AZA treatment induces unique and subtle transcriptome changes in the four AML cell lines. (A) Gene expression profiles are similar among the four cell lines at baseline. Overlapping highly (top tertile) and lowly (bottom tertile) expressed genes are indicated by upward (red) and downward (blue) bars, respectively, in the vertical bar graph (n = 20,517 unique genes mapped from >54,000 probesets). (B) Distinct biological states shown by gene set variation analysis (GSVA) of the four cell lines at baseline levels using the MSigDB hallmark gene sets (variation score >0.2 in at least one cell line). (C) Most differentially regulated genes induced by AZA are unique to each cell line, and only six genes are common among the four cell lines. Up-regulated genes and down-regulated genes are indicated by the upward (red) and downward (blue) bars, respectively (fold change >2 and adjusted P value <0.05). Total differentially regulated genes for each cell line are indicated in the horizontal bar graph. (D) Common biological processes are enriched upon AZA treatment. Gene set enrichment analysis (GSEA) was performed using Hallmark (H), Reactome (R), and KEGG (K) pathways (GSEA normalized effect size >1 or <−1).

Fig. 3.

Surface proteome changes induced by AZA treatment in the four AML cell lines. (A) Surface proteins identified in the four vehicle-treated AML cell lines. Overlapping proteins identified are indicated in the vertical bar graph and the specific overlapping groups are indicated by the black solid points below the bar graph. Total surface proteins identified in each cell line are indicated in the horizontal bar graph. (B) CD markers identified by surface proteomics in vehicle-treated sample. The heat map is shaded from yellow to red to reflect estimated abundance (logarithmic sum of peptide intensities for each protein). (C) AZA induced unique changes on the cell-surface proteome. Overlapping up-regulated and down-regulated proteins are indicated by upward and downward bars, respectively, in the vertical bar graph [median stable isotope labeling by amino acids in cell culture (SILAC) ratio >2 or <2, P value <0.05]. The specific overlapping groups are indicated by the black solid points below the bar graph. Total differentially regulated surface proteins for each cell line are indicated in the horizontal bar graph showing variable surface proteome regulation by AZA. No commonly regulated protein was identified among the AZA-treated cell lines. (D) Proteins with significant changes in at least two cell lines are shown to illustrate distinct regulation of surface proteins by AZA (n = 13). (E) Comparison of surface proteomics data between AZA treatment and all-trans retinoic acid (ATRA) treatment in HL60 cells.

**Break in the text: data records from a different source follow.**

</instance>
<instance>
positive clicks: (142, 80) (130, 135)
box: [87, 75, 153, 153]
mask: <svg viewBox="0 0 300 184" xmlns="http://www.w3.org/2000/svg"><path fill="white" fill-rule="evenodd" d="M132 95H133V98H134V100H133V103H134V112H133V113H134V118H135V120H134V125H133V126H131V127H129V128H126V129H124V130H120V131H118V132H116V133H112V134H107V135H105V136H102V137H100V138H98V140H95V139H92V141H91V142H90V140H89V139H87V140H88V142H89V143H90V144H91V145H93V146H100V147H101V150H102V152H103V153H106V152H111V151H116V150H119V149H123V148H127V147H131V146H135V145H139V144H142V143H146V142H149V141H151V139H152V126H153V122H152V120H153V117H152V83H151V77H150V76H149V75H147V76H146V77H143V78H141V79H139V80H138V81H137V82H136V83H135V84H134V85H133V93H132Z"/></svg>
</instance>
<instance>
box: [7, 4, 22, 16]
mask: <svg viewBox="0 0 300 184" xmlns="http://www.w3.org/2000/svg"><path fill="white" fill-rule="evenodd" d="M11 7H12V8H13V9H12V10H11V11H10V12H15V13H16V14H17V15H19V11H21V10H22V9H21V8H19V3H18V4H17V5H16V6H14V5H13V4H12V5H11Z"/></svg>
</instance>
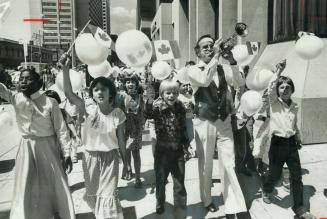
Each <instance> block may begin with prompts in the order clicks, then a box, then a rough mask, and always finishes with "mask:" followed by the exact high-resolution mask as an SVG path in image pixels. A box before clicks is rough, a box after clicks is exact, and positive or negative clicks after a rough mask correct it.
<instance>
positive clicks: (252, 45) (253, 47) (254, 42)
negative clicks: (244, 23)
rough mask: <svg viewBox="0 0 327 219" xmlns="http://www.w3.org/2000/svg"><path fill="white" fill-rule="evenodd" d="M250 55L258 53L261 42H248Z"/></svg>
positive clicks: (248, 46)
mask: <svg viewBox="0 0 327 219" xmlns="http://www.w3.org/2000/svg"><path fill="white" fill-rule="evenodd" d="M246 46H247V48H248V53H249V55H257V54H258V52H259V49H260V42H249V41H248V42H246Z"/></svg>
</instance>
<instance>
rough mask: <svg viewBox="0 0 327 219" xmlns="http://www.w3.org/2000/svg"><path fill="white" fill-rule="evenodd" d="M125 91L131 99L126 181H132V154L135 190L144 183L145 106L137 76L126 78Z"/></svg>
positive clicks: (134, 75) (128, 103)
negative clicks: (142, 145) (144, 123)
mask: <svg viewBox="0 0 327 219" xmlns="http://www.w3.org/2000/svg"><path fill="white" fill-rule="evenodd" d="M125 89H126V92H127V94H128V95H129V96H130V97H131V98H130V99H129V101H128V102H127V104H126V112H127V114H126V117H127V119H126V139H127V168H125V169H127V173H126V175H125V176H123V178H124V179H126V180H130V179H131V177H132V170H131V154H132V155H133V160H134V168H135V188H140V187H141V186H142V182H141V179H140V172H141V156H140V149H141V148H142V130H143V124H144V120H145V119H144V116H143V111H144V104H143V95H142V94H141V92H139V91H140V87H139V80H138V78H137V76H136V75H133V74H130V75H126V76H125Z"/></svg>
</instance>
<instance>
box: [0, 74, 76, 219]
mask: <svg viewBox="0 0 327 219" xmlns="http://www.w3.org/2000/svg"><path fill="white" fill-rule="evenodd" d="M42 84H43V83H42V80H41V79H40V76H39V75H38V74H37V73H36V72H35V71H34V70H32V69H24V70H22V72H21V74H20V77H19V84H18V85H19V92H18V93H16V94H14V93H12V92H11V91H9V90H8V89H7V88H6V87H5V86H4V85H3V84H1V83H0V97H2V98H4V99H5V100H7V101H8V102H9V103H11V104H12V105H13V106H14V109H15V112H16V119H17V124H18V128H19V131H20V132H21V134H22V139H21V141H20V145H19V150H18V153H17V157H16V173H15V185H14V196H13V199H12V206H11V212H10V218H12V219H16V218H53V217H54V216H60V217H61V218H63V219H74V218H75V213H74V205H73V201H72V197H71V194H70V191H69V187H68V184H67V180H66V176H65V173H64V170H63V169H62V166H61V163H60V150H59V145H60V146H61V148H62V150H63V153H64V160H65V167H66V169H67V170H68V172H70V171H71V170H72V162H71V159H70V144H69V136H68V131H67V128H66V124H65V122H64V120H63V117H62V114H61V112H60V109H59V106H58V103H57V102H56V100H54V99H52V98H49V97H47V96H46V95H44V94H41V93H40V91H39V90H40V89H41V87H42Z"/></svg>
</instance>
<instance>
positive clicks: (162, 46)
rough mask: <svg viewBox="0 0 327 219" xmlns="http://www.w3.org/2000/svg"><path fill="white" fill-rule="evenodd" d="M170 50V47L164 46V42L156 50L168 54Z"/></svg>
mask: <svg viewBox="0 0 327 219" xmlns="http://www.w3.org/2000/svg"><path fill="white" fill-rule="evenodd" d="M169 51H170V48H169V47H168V46H166V44H161V46H160V48H158V52H160V53H161V54H168V53H169Z"/></svg>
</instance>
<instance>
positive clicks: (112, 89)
mask: <svg viewBox="0 0 327 219" xmlns="http://www.w3.org/2000/svg"><path fill="white" fill-rule="evenodd" d="M97 84H101V85H102V86H104V87H106V88H108V89H109V95H110V96H109V103H111V102H113V101H114V100H115V97H116V94H117V90H116V87H115V84H114V82H112V81H111V80H110V79H108V78H105V77H98V78H95V79H94V80H93V81H92V82H91V85H90V88H89V96H90V97H91V98H93V89H94V88H95V86H96V85H97Z"/></svg>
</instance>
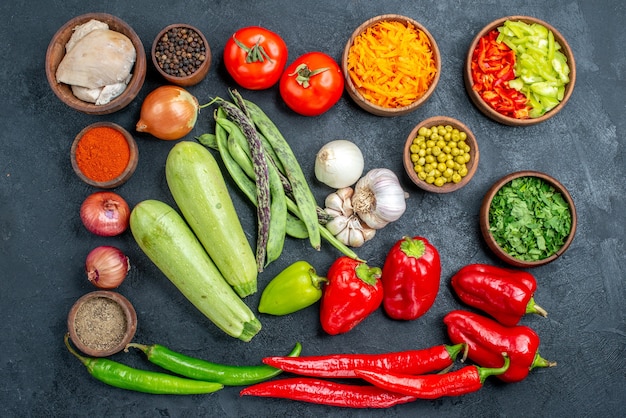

Pearson correlation between the two datasets is 0.44. Data for ATRA treatment in HL60 was obtained from Hofmann et al. (18).

Fig. 4.

Omics comparison between methylome, transcriptome, and surface proteome in AML cells treated by AZA. (A) Hierarchal clustering of methylome, transcriptome, and surface proteome data were dominated by differences between cell lines rather than differences between vehicle and AZA treatment. (B) Representative RNA expression profiles of all genes (green), of all genes annotated to be surface proteins (blue), and of genes identified by mass spectrometry experiment (cyan) illustrate that surface proteins have higher gene expression levels. (C) Correlation of changes between gene and protein expression range from 0.44 for HL60 cells to 0.71 for HNT34 cells (r, Pearson correlation). Significantly up- and down-regulated genes and proteins are highlighted in red and green, respectively (P value <0.05 for both gene and protein expression profile). For KG1a and HL60, correlation was calculated after removing two and one outlier points with ${\mathrm{l}\mathrm{o}\mathrm{g}}_2$ (fold change of protein expression) >0, respectively. Dashed lines (y = x) are drawn for reference. (D) Comparison of omics datasets for genes with significant protein changes in at least one cell line. ${\mathrm{L}\mathrm{o}\mathrm{g}}_2$ fold changes are plotted for protein and gene expression, and scaled average changes in beta values for CpG sites within 1,500 bp of the transcriptional start site are plotted for methylation changes.